The stories elicit many emotions. In “Freeing the Pike,” Richard Wagamese takes us on a spiritual journey on a summer day in his lonely childhood. Aboriginal by birth, but adopted into a white family, he describes the powerful connection he feels to the large fish he catches and releases back into the river. “For the Indian that lived in me, that fish was honour and respect and love.”
Iconic Canadian author Farley Mowat laments the loss of a beloved dog in “April Passage.” “The pact of timelessness between the two of us was ended, and I went from him into the darkening tunnel of the years.”
Many stories are light-hearted and entertaining. In “My Summer with Russell Crow,” Karin Melberg Schwier describes how a young crow befriends and charms her and her husband in their backyard and then abandons them as unexpectedly as he arrives.

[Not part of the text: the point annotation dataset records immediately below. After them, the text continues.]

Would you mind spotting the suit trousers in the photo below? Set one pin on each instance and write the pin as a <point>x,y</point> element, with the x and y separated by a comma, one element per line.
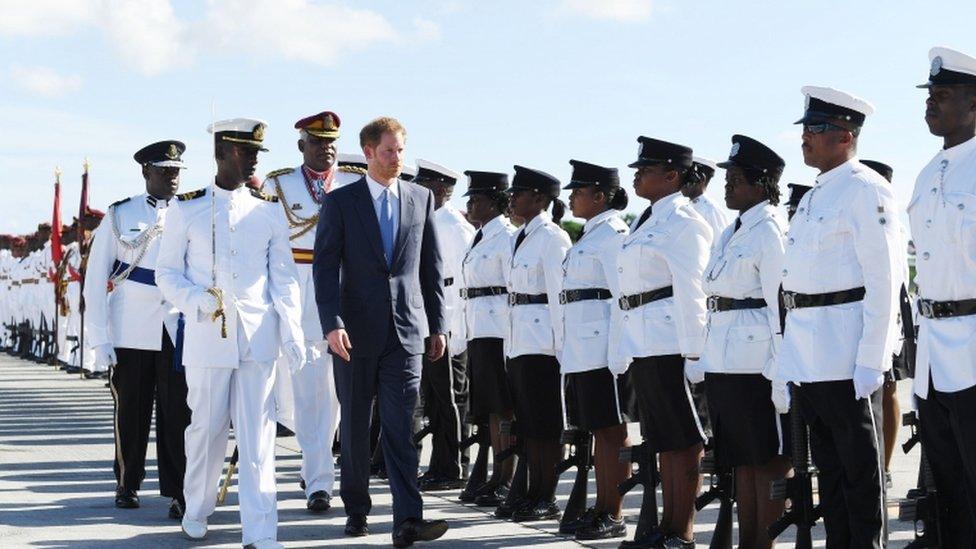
<point>246,396</point>
<point>316,419</point>
<point>847,446</point>
<point>393,378</point>
<point>139,380</point>
<point>437,385</point>
<point>949,439</point>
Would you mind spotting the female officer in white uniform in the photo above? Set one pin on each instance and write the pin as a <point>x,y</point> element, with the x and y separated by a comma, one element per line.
<point>536,334</point>
<point>662,308</point>
<point>742,334</point>
<point>596,400</point>
<point>485,290</point>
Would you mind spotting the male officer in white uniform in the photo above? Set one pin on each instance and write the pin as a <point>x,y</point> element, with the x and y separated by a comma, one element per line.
<point>942,212</point>
<point>130,325</point>
<point>226,263</point>
<point>844,267</point>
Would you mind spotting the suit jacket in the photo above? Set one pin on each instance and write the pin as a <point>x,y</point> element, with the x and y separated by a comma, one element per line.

In “Old One-eye,” farmer and naturalist Paul Beingessner recalls his bizarre role as bodyguard to an unusual “cyclopean” rooster. “It seemed that his manliness had been removed along with the eye that so offended the one who had plucked it out.”
While most of the stories in this collection are a pleasure to read, a handful examines the darker side of our dealings with animals. For example, in “Pretty Bird,” Andrea Miller questions the ethics of capturing and smuggling parrots into faraway countries where they are often kept in solitary confinement, a particularly cruel fate for a creature that is highly social and gregarious in the wild.
Although I don’t usually read short stories, this collection exemplifies the pleasure of the short read. This book would make an ideal gift for readers who are close to animals and enjoy relaxing in their company.